Upon her first receiving her powers, Kamala turns from her brown hair and dark skinned self into a blonde, white woman – former Ms. Marvel/current Captain Marvel, Carol Danvers. As soon as she realizes how she looks, she forgets about asking to be “beautiful and awesome and butt-kicking and less complicated” and instead asks “Is it too late to change my mind?” She then continues to question her unconscious choices, asking “Why do I just feel freaked out and underdressed?” This is what makes Kamala Khan so important – she, as a member of several cultural minorities, does not want to lose herself and who and what she represents for the sake of being an idol or superhero, and actively rejects the inherent standards of that world.
In an episode of the YouTube show Idea Channel, Mike Rugnetta puts forward the idea that through Kamala Khan, editor Sana Amanat, writer G. Willow Wilson and artist Arian Alphona have organized a space in comics for the under-represented. He’s not wrong, because – even though Kamala is of a very particular American-Pakistani and Muslim heritage – much of what she goes through is common to everyone. And this, again, is a conscious effort on the creative team’s part. In an interview from NYCC this year (http://www.unleashthefanboy.com/comics/nycc-exclusive-interview-ms-marvels-g-willow-wilson/124010), upon being told the interviewer is Jewish and yet still identified with many of the Khan family dynamics, Wilson responded, saying,
You know, what I tried to do was just pull on the threads that I thought would be familiar. We’ve all got the experience being teenagers….. I just really tried to show that all of that same stuff exists in Kamala’s family. It’s the sort of dynamics that people can recognize. They might be speaking a different language. They might have a different religion, but the dynamic is something that almost anybody will recognize.
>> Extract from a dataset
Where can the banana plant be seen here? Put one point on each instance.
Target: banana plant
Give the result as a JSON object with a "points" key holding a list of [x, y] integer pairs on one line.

2014 has been a huge year for Marvel, with the last 6 months in particular having our little fangirl-and-boy hearts going into overdrive at the notion of Captain Marvel and Black Panther finally hitting the big screen, breaking the standard of straight white male-led comic book films. Storm and She-Hulk have both seen very critically acclaimed solo series, and Miles Morales has returned to a very warm, and lasting, welcome. Even more recently, Thor has become a woman, and the Falcon himself has taken up the mantle of Captain America. It would be naïve to suggest that these successes and steps forward are because of Ms. Marvel’s success alone; but even with some of these books not being as popular as others (for reasons that have nothing to do with their quality, I can assure you of that), Kamala and the ever-growing Kamala Korps are definitely at least proof that Marvel is trying to move forward and shake some of these old bones up. With characters like Kamala and Carol and Miles amongst the old guard, the future is bright and varied; and I, for one, wouldn’t want it any other way.